LOS ANGELES – Dealing with injuries, grief, and a virus, the USC Trojans fight on in a huge 57-48 victory over Pac-12 foes Arizona Wildcats Thursday night at the Galen Center.
Playing for their NCAA tournament lives, Andy Enfield’s team had to call on its defense to pull out the win. The Wildcats were held to 28 percent shooting from the field. The 48 points by Arizona is their lowest scoring output of the season.
“We tried to challenge everything,” said coach Enfield. “Coach Hart had a great game plan. We came up with some different ideas and we just executed defensively as best as we could and challenged to try to make it tough for everything they got.
“I thought we did a really good job of taking their inside away and we challenged every three. To hold their guards to 5-of-32 is just a credit to our players.
According to many bracket prognostications, the Trojans were sitting on the 12 seed line and slated for a play-in game entering Thursday’s contest. Knowing his team was inside the NCAA tournament bubble, senior guard Jonah Matthews led the Trojans in scoring with 14 points while playing with a do or die attitude.

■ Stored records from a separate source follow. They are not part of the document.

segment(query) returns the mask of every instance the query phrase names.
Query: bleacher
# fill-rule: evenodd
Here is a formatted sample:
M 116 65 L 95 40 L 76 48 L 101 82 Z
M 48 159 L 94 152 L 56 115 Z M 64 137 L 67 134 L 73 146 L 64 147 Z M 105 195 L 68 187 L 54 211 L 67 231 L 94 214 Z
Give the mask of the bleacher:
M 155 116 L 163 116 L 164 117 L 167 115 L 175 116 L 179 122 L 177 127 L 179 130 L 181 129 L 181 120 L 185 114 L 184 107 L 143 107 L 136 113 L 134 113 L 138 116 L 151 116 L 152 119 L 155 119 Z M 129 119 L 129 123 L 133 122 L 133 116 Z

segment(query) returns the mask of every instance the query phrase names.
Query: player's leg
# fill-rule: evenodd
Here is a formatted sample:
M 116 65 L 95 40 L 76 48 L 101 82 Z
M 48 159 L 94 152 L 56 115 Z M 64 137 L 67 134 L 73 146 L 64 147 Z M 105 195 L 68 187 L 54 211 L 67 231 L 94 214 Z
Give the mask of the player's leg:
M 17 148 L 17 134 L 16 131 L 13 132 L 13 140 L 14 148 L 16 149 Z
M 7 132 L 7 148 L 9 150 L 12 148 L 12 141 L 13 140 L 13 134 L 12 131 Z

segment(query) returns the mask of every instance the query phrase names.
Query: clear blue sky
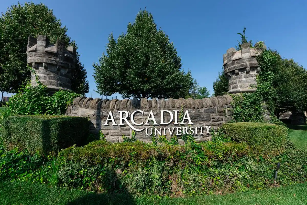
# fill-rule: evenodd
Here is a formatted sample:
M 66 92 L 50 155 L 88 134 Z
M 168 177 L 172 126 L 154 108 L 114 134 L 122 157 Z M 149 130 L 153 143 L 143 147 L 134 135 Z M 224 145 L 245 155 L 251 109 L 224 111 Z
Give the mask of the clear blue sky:
M 186 71 L 190 69 L 199 84 L 207 86 L 212 93 L 213 82 L 221 70 L 223 55 L 237 45 L 240 38 L 237 33 L 242 32 L 243 26 L 248 40 L 264 41 L 283 57 L 293 58 L 307 67 L 305 0 L 33 1 L 52 9 L 68 28 L 68 35 L 76 41 L 87 72 L 88 97 L 96 89 L 93 63 L 105 50 L 108 35 L 113 32 L 117 37 L 126 32 L 128 22 L 134 22 L 140 10 L 145 7 L 174 42 L 183 68 Z M 18 2 L 0 0 L 0 12 Z M 93 91 L 93 98 L 102 97 Z

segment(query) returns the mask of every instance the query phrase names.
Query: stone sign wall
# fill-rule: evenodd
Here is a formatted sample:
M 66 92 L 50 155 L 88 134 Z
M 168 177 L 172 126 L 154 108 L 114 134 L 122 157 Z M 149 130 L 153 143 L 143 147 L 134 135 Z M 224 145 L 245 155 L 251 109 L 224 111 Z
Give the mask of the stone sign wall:
M 151 142 L 152 136 L 148 134 L 151 134 L 150 130 L 153 128 L 153 132 L 155 131 L 154 128 L 156 128 L 161 131 L 161 135 L 164 135 L 163 131 L 166 130 L 167 138 L 169 139 L 175 134 L 180 141 L 180 135 L 177 135 L 177 131 L 174 129 L 174 128 L 182 126 L 178 124 L 176 124 L 176 122 L 177 121 L 179 122 L 179 113 L 182 107 L 184 111 L 183 114 L 188 111 L 188 116 L 193 123 L 190 126 L 194 128 L 197 127 L 195 130 L 197 134 L 194 133 L 194 136 L 197 141 L 200 141 L 209 140 L 211 138 L 210 133 L 207 133 L 206 126 L 209 132 L 212 129 L 216 130 L 223 123 L 231 119 L 230 112 L 227 108 L 231 107 L 230 103 L 232 100 L 231 97 L 228 95 L 204 98 L 202 100 L 170 98 L 167 100 L 153 98 L 143 99 L 142 100 L 137 99 L 132 100 L 128 99 L 112 100 L 106 99 L 103 100 L 100 98 L 93 99 L 80 97 L 74 101 L 73 105 L 68 108 L 66 114 L 88 117 L 91 122 L 90 130 L 92 133 L 97 134 L 101 130 L 107 140 L 120 142 L 123 141 L 123 135 L 130 136 L 133 131 L 124 120 L 123 120 L 123 125 L 119 125 L 121 118 L 120 111 L 124 111 L 122 113 L 126 111 L 129 113 L 126 119 L 129 123 L 137 129 L 144 128 L 142 131 L 135 131 L 137 139 L 148 142 Z M 163 110 L 165 111 L 161 114 Z M 138 111 L 135 112 L 137 111 Z M 170 111 L 174 116 L 173 120 L 170 123 L 155 125 L 154 128 L 152 121 L 150 122 L 148 124 L 145 124 L 151 112 L 152 112 L 157 124 L 169 122 L 171 120 L 171 115 L 166 111 Z M 112 113 L 116 125 L 113 125 L 111 120 L 106 124 L 107 119 L 110 119 L 110 111 Z M 174 114 L 175 113 L 177 114 Z M 132 114 L 134 116 L 132 119 L 130 118 Z M 177 119 L 175 119 L 176 115 Z M 185 126 L 188 126 L 188 120 L 185 121 Z M 135 123 L 132 123 L 133 121 Z M 142 124 L 140 124 L 142 122 Z M 138 125 L 134 124 L 136 124 Z M 171 135 L 170 134 L 170 132 L 169 130 L 173 131 Z M 159 132 L 157 133 L 158 134 Z M 154 134 L 155 133 L 156 134 L 157 132 Z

“It’s do or die, I don’t have another year,” said Mathews. “Every rebound, every shot, everything matters. It’s crunch time before March Madness.”
Mathews, like most players in this game, got off to a slow start, which coach Enfield attributed to a virus some members of the team was afflicted with on its Rocky Mountain trip last week but had to play through it as his team needed him.
“They take teams that win, said Mathews. “If we win, we’re in. We can’t afford to drop any game… We have fight in us. No one feels sorry for us. This team is resilient and fights.”
Onyeka “Big O” Okongwu had his 11th double double of year with 11 points and 10 rebounds. In an ugly first half, Big O was the one bright spot as he heaved a three quarters court shot as the buzzer sounded and set off a loud cheer from the crowd. It was his first made three pointer of his collegiate career.
“I just saw that Nico [Wildcat guard Nico Mannion] missed the shot,” said Okongwu. “I always work on the shot after practice so I just took a chance. Got fouled but no call and it still went in anyways.”
That shot turned out to be huge because it gave the Trojans their largest lead of the game, to that point at 26-21, which they never relinquished. Arizona jumped out to a fast 9-2 lead in the contest but both teams threw up bricks in a back and forth first half. Okongwu led the Trojans with seven rebounds in the first half to go along with five points.
The Trojans featured balanced scoring with the six players in the rotation who played significant minutes all scoring at least seven points. A very ill Nick Rakocevic only logged 11 minutes.
The Trojans improve to 20-9 on the season, 16-1 when holding opponents under 70 points, and 3-0 holding foes under 49 points. Their next game will be in the Galen Center against Arizona State on Saturday, then they close the season the following Saturday as they host the rival Bruins.